Rameshwar Broota – the painter whom Kito de Boer, Dutch collector of Indian art, described as “one of India’s finest treasures”, and “not simply a good artist…[but] a great artist” in his foreword to a book marking the retrospective exhibition at the Kiran Nadar Museum of Art – is one such rarity. For long Broota’s trademark style was the “scratch” technique – unlike most artists who apply paint to create images, he first layers the canvas with paint and then painstakingly scratches it out for forms to emerge. It’s a style he’s worked on from the 1980s onwards, achieving a wonderfully luminous effect in monochrome. Of course, there’s been an evolution in form – from the humanoid apes of his early paintings in this style, to later bare-bodied males, architectural shapes – only describable as dream- or nightmare-scapes.

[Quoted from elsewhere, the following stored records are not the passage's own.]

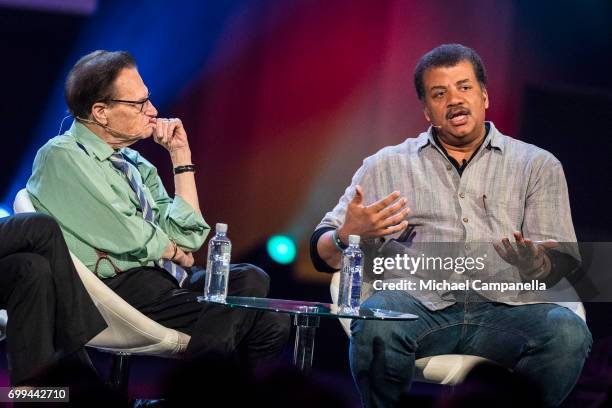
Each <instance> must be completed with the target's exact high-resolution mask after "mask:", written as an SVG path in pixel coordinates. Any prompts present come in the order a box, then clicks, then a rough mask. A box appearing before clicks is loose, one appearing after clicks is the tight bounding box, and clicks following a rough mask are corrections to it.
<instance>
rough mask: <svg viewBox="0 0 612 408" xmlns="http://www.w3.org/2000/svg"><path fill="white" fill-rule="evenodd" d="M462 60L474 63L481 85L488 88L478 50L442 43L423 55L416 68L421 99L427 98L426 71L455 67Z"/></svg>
mask: <svg viewBox="0 0 612 408" xmlns="http://www.w3.org/2000/svg"><path fill="white" fill-rule="evenodd" d="M461 61H469V62H470V63H471V64H472V67H473V68H474V73H475V74H476V79H477V80H478V82H480V86H481V87H482V88H486V86H487V73H486V71H485V68H484V65H483V64H482V60H481V59H480V56H479V55H478V54H477V53H476V51H474V50H473V49H471V48H470V47H466V46H465V45H461V44H442V45H440V46H438V47H436V48H434V49H433V50H431V51H429V52H428V53H427V54H425V55H423V56H422V57H421V59H420V60H419V62H418V63H417V65H416V68H415V69H414V88H415V89H416V91H417V96H418V97H419V99H420V100H424V99H425V84H424V83H423V74H424V73H425V71H427V70H428V69H430V68H438V67H454V66H455V65H457V64H458V63H460V62H461Z"/></svg>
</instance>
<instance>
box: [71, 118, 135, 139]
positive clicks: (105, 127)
mask: <svg viewBox="0 0 612 408" xmlns="http://www.w3.org/2000/svg"><path fill="white" fill-rule="evenodd" d="M76 119H77V120H78V121H79V122H85V123H90V124H92V125H97V126H100V127H101V128H102V129H104V130H107V131H108V132H109V133H113V134H115V135H117V136H121V137H123V138H125V139H129V140H133V139H141V136H140V135H136V134H131V133H123V132H120V131H118V130H117V129H113V128H112V127H110V126H108V125H103V124H102V123H100V122H97V121H95V120H89V119H85V118H82V117H80V116H77V117H76Z"/></svg>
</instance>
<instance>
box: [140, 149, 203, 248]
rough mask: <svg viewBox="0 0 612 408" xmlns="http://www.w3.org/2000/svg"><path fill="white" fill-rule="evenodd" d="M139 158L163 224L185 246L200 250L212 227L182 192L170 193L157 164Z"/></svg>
mask: <svg viewBox="0 0 612 408" xmlns="http://www.w3.org/2000/svg"><path fill="white" fill-rule="evenodd" d="M139 160H141V163H139V166H138V170H139V171H140V173H141V175H142V177H143V181H144V183H145V185H146V186H147V188H148V189H149V191H150V192H151V195H152V196H153V200H154V201H155V206H156V207H157V220H158V223H159V226H160V228H161V229H163V230H164V231H165V233H166V234H167V235H168V237H169V238H170V239H171V240H172V241H174V242H176V244H177V245H178V246H180V247H181V248H183V249H184V250H187V251H197V250H198V249H199V248H200V247H201V246H202V244H203V243H204V241H205V240H206V236H207V235H208V232H209V231H210V227H209V226H208V224H207V223H206V221H204V217H202V215H201V214H200V213H198V212H197V211H196V210H195V209H194V208H193V207H192V206H191V204H189V203H188V202H187V201H185V200H184V199H183V198H182V197H181V196H179V195H175V196H174V198H171V197H169V196H168V193H167V192H166V189H165V188H164V185H163V184H162V181H161V179H160V177H159V175H158V174H157V170H156V169H155V167H153V166H152V165H150V164H148V162H147V161H146V160H144V159H142V158H139Z"/></svg>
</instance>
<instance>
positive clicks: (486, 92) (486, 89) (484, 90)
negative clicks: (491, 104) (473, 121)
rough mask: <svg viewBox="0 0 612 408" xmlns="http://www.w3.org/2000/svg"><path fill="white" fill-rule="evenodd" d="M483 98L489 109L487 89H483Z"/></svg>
mask: <svg viewBox="0 0 612 408" xmlns="http://www.w3.org/2000/svg"><path fill="white" fill-rule="evenodd" d="M482 98H483V101H484V104H485V109H489V94H488V93H487V89H486V88H483V89H482Z"/></svg>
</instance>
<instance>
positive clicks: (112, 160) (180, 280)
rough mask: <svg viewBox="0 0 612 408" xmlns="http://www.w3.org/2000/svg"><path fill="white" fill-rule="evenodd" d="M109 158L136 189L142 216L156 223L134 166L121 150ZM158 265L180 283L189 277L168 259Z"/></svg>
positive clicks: (129, 182) (166, 259)
mask: <svg viewBox="0 0 612 408" xmlns="http://www.w3.org/2000/svg"><path fill="white" fill-rule="evenodd" d="M109 160H110V161H111V163H112V164H113V166H115V167H116V168H117V169H119V170H120V171H121V172H122V173H123V174H125V177H127V179H128V183H129V184H130V187H132V190H134V192H135V193H136V195H137V196H138V201H139V202H140V209H141V210H142V218H144V219H145V221H148V222H150V223H152V224H155V220H154V219H153V209H152V208H151V204H150V203H149V202H148V201H147V198H146V197H145V195H144V191H143V190H142V188H140V185H139V184H138V182H137V181H136V178H134V175H133V174H132V168H131V167H130V165H129V164H128V162H127V161H126V160H125V158H124V157H123V155H122V154H121V153H119V152H115V153H113V154H112V155H111V156H110V157H109ZM158 265H159V266H161V267H162V268H164V269H165V270H166V271H168V273H169V274H170V275H172V276H173V277H174V279H176V281H177V282H178V283H179V285H182V284H183V281H184V280H185V278H187V272H185V270H184V269H183V268H181V267H180V266H179V265H177V264H175V263H174V262H172V261H170V260H168V259H160V260H159V261H158Z"/></svg>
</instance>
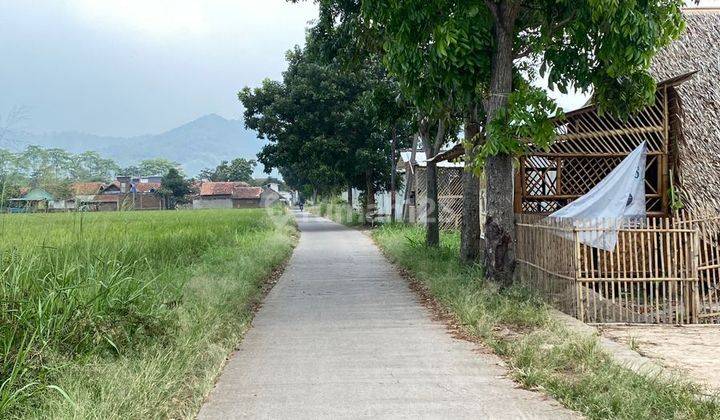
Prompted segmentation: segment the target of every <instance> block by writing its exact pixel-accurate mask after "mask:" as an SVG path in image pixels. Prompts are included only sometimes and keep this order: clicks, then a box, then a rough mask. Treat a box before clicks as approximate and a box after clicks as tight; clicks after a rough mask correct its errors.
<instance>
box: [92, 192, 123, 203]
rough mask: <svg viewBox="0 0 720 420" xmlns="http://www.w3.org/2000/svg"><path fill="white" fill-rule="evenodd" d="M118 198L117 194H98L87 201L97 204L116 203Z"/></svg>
mask: <svg viewBox="0 0 720 420" xmlns="http://www.w3.org/2000/svg"><path fill="white" fill-rule="evenodd" d="M119 198H120V196H119V195H117V194H98V195H96V196H95V197H93V199H92V200H89V201H92V202H97V203H117V202H118V201H119V200H118V199H119Z"/></svg>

But the works at Vadehra Art Gallery’s recent Broota show, Scripted in Time – his first solo in more than four years – signals not just a development, but a clear departure in style and medium. For the first time in his more-than-50-year-long career, Broota has sculpted three-dimensional forms made with epoxy resin painstakingly layered and as laboured as his paintings. Suspended between each layer of the clear, glass-like material are bits of paper, tiny objects, even lines of hieroglyphics that seem to recede into the depths. The  effect is not unlike that of a fossil, with the stamp of time laid bare.

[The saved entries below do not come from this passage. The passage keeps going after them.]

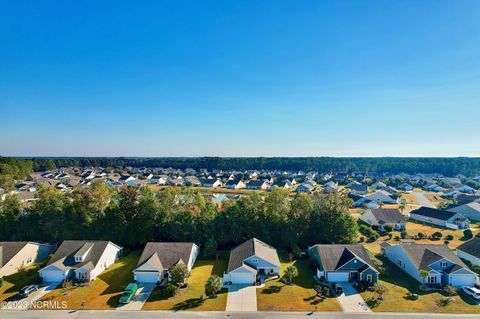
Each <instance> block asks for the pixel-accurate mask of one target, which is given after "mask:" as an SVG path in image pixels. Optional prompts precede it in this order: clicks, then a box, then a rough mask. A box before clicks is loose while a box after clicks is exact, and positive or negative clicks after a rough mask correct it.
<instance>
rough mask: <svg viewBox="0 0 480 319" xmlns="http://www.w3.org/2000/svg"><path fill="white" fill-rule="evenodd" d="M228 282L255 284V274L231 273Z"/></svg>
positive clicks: (237, 283) (241, 272)
mask: <svg viewBox="0 0 480 319" xmlns="http://www.w3.org/2000/svg"><path fill="white" fill-rule="evenodd" d="M230 280H231V281H232V283H233V284H241V285H252V284H253V283H254V282H255V274H254V273H251V272H232V273H231V275H230Z"/></svg>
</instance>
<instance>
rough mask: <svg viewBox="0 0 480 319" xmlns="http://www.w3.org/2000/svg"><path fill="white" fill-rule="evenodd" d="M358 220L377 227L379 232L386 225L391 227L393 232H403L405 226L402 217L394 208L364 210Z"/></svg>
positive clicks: (373, 208)
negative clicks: (392, 230)
mask: <svg viewBox="0 0 480 319" xmlns="http://www.w3.org/2000/svg"><path fill="white" fill-rule="evenodd" d="M360 220H362V221H363V222H365V223H367V224H369V225H370V226H377V227H378V228H379V229H381V230H384V227H385V226H386V225H390V226H392V229H394V230H404V229H406V225H407V222H406V221H405V218H404V216H403V215H402V213H400V211H399V210H398V209H396V208H371V209H366V210H365V211H364V212H363V214H362V215H361V216H360Z"/></svg>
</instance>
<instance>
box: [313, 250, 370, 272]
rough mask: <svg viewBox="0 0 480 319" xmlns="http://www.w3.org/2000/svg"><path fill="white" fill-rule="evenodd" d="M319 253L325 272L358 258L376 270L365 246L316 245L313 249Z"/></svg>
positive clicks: (321, 261)
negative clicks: (365, 248)
mask: <svg viewBox="0 0 480 319" xmlns="http://www.w3.org/2000/svg"><path fill="white" fill-rule="evenodd" d="M312 248H313V249H315V250H316V251H317V254H318V257H319V258H320V260H319V263H321V266H322V268H323V270H325V271H334V270H337V269H338V268H340V267H341V266H343V265H344V264H345V263H347V262H349V261H350V260H352V259H353V258H355V257H357V258H360V259H362V260H363V261H364V262H366V263H367V264H368V265H369V266H370V267H372V268H373V269H375V267H374V265H373V262H372V261H371V259H370V256H369V255H368V252H367V250H366V249H365V247H363V245H361V244H356V245H315V246H313V247H312Z"/></svg>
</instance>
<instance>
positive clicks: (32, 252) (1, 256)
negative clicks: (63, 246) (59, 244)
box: [0, 241, 55, 278]
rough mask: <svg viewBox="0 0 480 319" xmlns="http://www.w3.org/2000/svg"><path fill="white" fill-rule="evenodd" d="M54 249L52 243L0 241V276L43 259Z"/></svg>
mask: <svg viewBox="0 0 480 319" xmlns="http://www.w3.org/2000/svg"><path fill="white" fill-rule="evenodd" d="M54 249H55V246H54V245H50V244H41V243H35V242H28V241H4V242H0V278H1V277H4V276H10V275H13V274H15V273H17V272H18V271H19V270H21V269H23V268H26V267H28V266H31V265H32V264H34V263H37V262H40V261H42V260H44V259H45V258H47V257H48V255H49V254H51V253H52V252H53V250H54Z"/></svg>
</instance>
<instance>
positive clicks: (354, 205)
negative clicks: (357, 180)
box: [353, 190, 398, 208]
mask: <svg viewBox="0 0 480 319" xmlns="http://www.w3.org/2000/svg"><path fill="white" fill-rule="evenodd" d="M385 204H398V197H396V198H393V197H392V196H390V194H389V193H387V192H386V191H383V190H379V191H376V192H375V193H373V194H371V195H368V196H365V197H362V198H360V199H359V200H357V201H356V202H355V203H354V204H353V206H354V207H367V208H377V207H378V206H381V205H385Z"/></svg>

“Two years ago, I was clearing a paper shredder and liked the look of the colourful paper cuttings. They would look so good, I thought, if they were suspended in clear glass,” says Broota. That started off a search for a suitable medium: stable, clear, easy to handle – traits found in epoxy resin. “There are immense possibilities with this medium and I liked working with it,” he adds. So much so that he confesses that this is all he’s been doing for the past two years – “painting vainting to chhoot hi gayi,” he smiles.

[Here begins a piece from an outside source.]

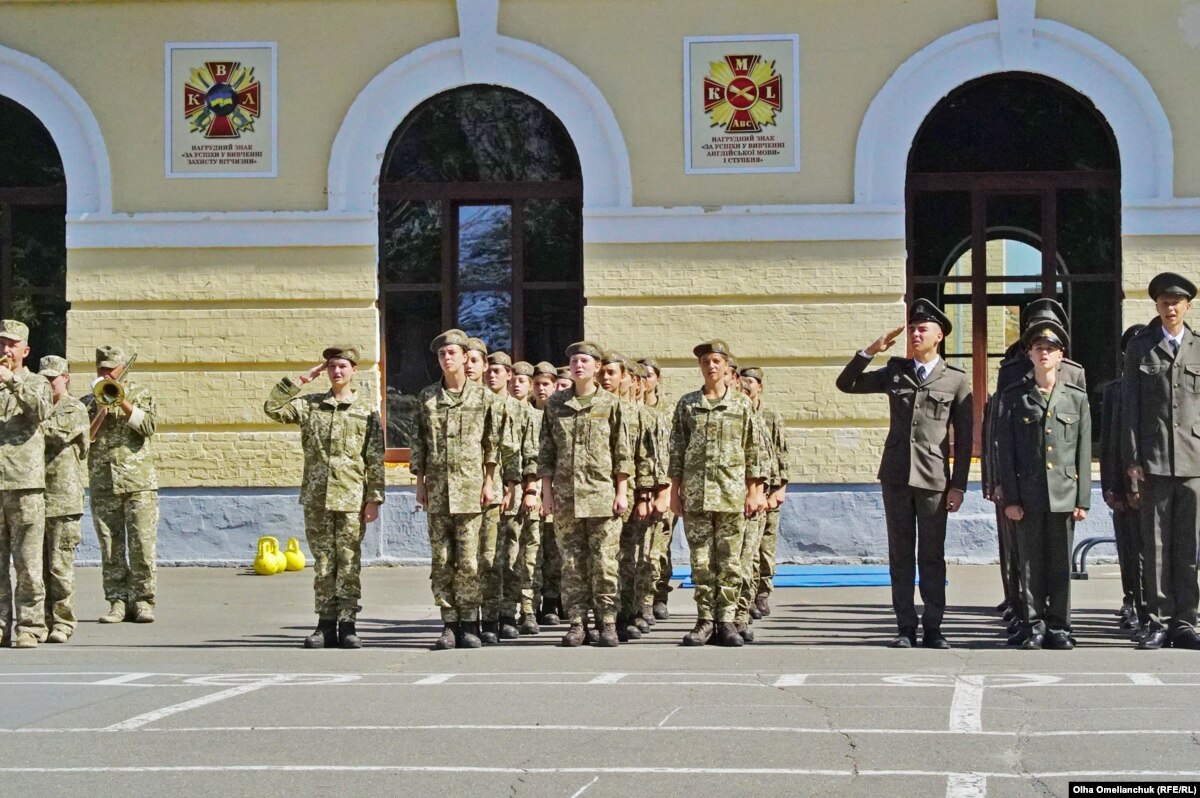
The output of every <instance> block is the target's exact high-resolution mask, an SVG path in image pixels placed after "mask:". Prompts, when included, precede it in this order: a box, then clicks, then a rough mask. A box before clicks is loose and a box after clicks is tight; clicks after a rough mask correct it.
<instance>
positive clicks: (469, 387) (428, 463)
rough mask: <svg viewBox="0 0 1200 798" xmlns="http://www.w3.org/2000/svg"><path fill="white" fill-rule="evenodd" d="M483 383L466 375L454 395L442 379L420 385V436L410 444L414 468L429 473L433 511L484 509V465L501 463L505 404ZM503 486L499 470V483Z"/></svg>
mask: <svg viewBox="0 0 1200 798" xmlns="http://www.w3.org/2000/svg"><path fill="white" fill-rule="evenodd" d="M496 398H498V397H497V396H496V395H494V394H492V392H491V391H490V390H487V389H486V388H484V386H482V385H480V384H479V383H475V382H472V380H467V384H466V385H464V386H463V389H462V392H461V394H458V395H457V396H455V395H454V394H451V392H450V391H448V390H445V389H444V388H443V386H442V383H440V382H437V383H433V384H432V385H430V386H427V388H425V389H422V390H421V392H420V395H419V396H418V401H419V402H420V406H421V409H420V414H419V415H418V418H416V437H414V438H413V445H412V446H410V449H409V468H410V470H412V472H413V475H414V476H424V478H425V497H426V504H425V506H426V508H428V511H430V512H440V514H448V512H456V514H463V512H479V511H480V510H481V508H480V506H479V497H480V493H481V492H482V490H484V469H485V467H486V466H496V464H498V461H499V457H500V452H499V448H500V432H502V428H503V425H504V418H503V416H504V410H503V403H500V402H497V401H494V400H496ZM494 486H496V491H497V494H498V493H499V491H500V490H503V488H502V486H500V480H499V474H497V479H496V482H494Z"/></svg>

Despite the apparent divergence of form and medium,  Broota feels, there is a correspondence between his sculptures and paintings – both have the same artistic preoccupation of making layers visible. “Even in photography” – something the artist has dabbled in since the 2000s – “which I alter on the computer, my work is in layers”. Similarly, for his paintings, scraping allows him to reveal the layers of pigment – lighter tones beneath dark coats above.

There’s also another attraction – that of working with the hands. Unlike many contemporary artists who have assistants, or achieve their effects in a factory, Broota does everything himself inside his studio space at Triveni Kala Sangam in Delhi, where he’s worked as head of the painting department since 1967. “It’s dangerous, even carcinogenic. So I have to wear a mask and keep the exhaust on. But I enjoy working with my hands,” says the 76-year-old artist who reveals that until about a year ago, he even stretched his canvases himself.

“Change,” says Broota, “is an internal need for me. I can’t repeat myself. If someone asks me to make another painting, say in the ‘man series’, which did so well, I can’t do it now. I reached a saturation point with that expression. I must have something new to say.”